As described in section 1, in the Holy Trinity case the Supreme Court had to decide whether or not the act prohibiting the importation of foreigners and aliens under contract to ‘perform labour’ in the United States (chapter 164, 23 St. p. 332) was applicable to an English Christian minister who had come to the United States to enter into the service of the Protestant Episcopal Holy Trinity Church in the city of New York as rector and pastor. The question was whether, as was decided by the District Court, the contract signed by the church was forbidden by chapter 164, 23, St. P. 332 according to which it is ‘unlawful for any person to assist or encourage in any way the importation or migration of any alien or foreigner into the United States to perform labour or service of any kind’.

The Supreme Court decides that the decision of the District Court has to be reversed because the contract was not forbidden. In its view the rule regarding the prohibition is not applicable in the specific case because the meaning of the term ‘labour’ should be taken in the restricted sense of ‘manual labour’, which implies, in the opinion of the Supreme Court, that it does not concern the activities of a Christian minister.

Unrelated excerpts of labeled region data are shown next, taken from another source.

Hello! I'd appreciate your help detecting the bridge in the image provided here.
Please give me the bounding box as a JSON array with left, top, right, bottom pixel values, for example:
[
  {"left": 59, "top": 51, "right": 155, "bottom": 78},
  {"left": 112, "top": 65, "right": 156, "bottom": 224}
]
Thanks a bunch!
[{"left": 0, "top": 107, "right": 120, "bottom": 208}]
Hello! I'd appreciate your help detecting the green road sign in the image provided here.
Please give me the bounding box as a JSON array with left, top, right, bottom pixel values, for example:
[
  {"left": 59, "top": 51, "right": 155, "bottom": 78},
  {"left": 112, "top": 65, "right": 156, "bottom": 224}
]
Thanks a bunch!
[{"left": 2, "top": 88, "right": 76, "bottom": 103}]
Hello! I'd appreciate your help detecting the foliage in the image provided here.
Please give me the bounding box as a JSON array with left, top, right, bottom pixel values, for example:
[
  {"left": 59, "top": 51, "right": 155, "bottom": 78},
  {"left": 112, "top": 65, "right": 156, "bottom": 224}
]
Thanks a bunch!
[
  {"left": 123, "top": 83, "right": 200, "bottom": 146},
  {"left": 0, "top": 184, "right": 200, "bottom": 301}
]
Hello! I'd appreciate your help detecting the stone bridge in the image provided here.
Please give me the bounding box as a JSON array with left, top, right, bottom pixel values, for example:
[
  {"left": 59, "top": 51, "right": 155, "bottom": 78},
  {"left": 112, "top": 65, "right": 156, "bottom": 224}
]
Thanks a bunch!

The Supreme Court justifies this interpretation by referring to the purpose of the rule as intended by the legislator, the U.S. Congress, that is to stay the influx of cheap unskilled labour:

We find therefore, that the title of the act, the evil which was intended to be remedied, the circumstances surrounding the appeal to Congress, the reports of the committee of each house, all concur in affirming that the intent of Congress was simply to stay the influx of this cheap unskilled labor.

This case constitutes a ‘hard case’ because different interpretations of the rule are under discussion, and as the highest court the Supreme Court has to decide which of the interpretations is correct from a legal point of view. As has been explained in section 2, such a hard case requires a complex argumentation in which the court must react to certain forms of criticism. In what follows, in 3.1, I address the justification of the appropriateness of the use of pragmatic argumentation that is presented in that part of the justification that begins with ‘It must be conceded that ….’. Then, in 3.2, I address the justification of the application of pragmatic argumentation that is presented in the following part of the justification that begins with ‘It will be seen that words …’, and explain how the Supreme Court instantiates the stereotypical pattern of argumentation in which it refers to the consequences of application of the rule in light of the purpose as it is intended by the legislator.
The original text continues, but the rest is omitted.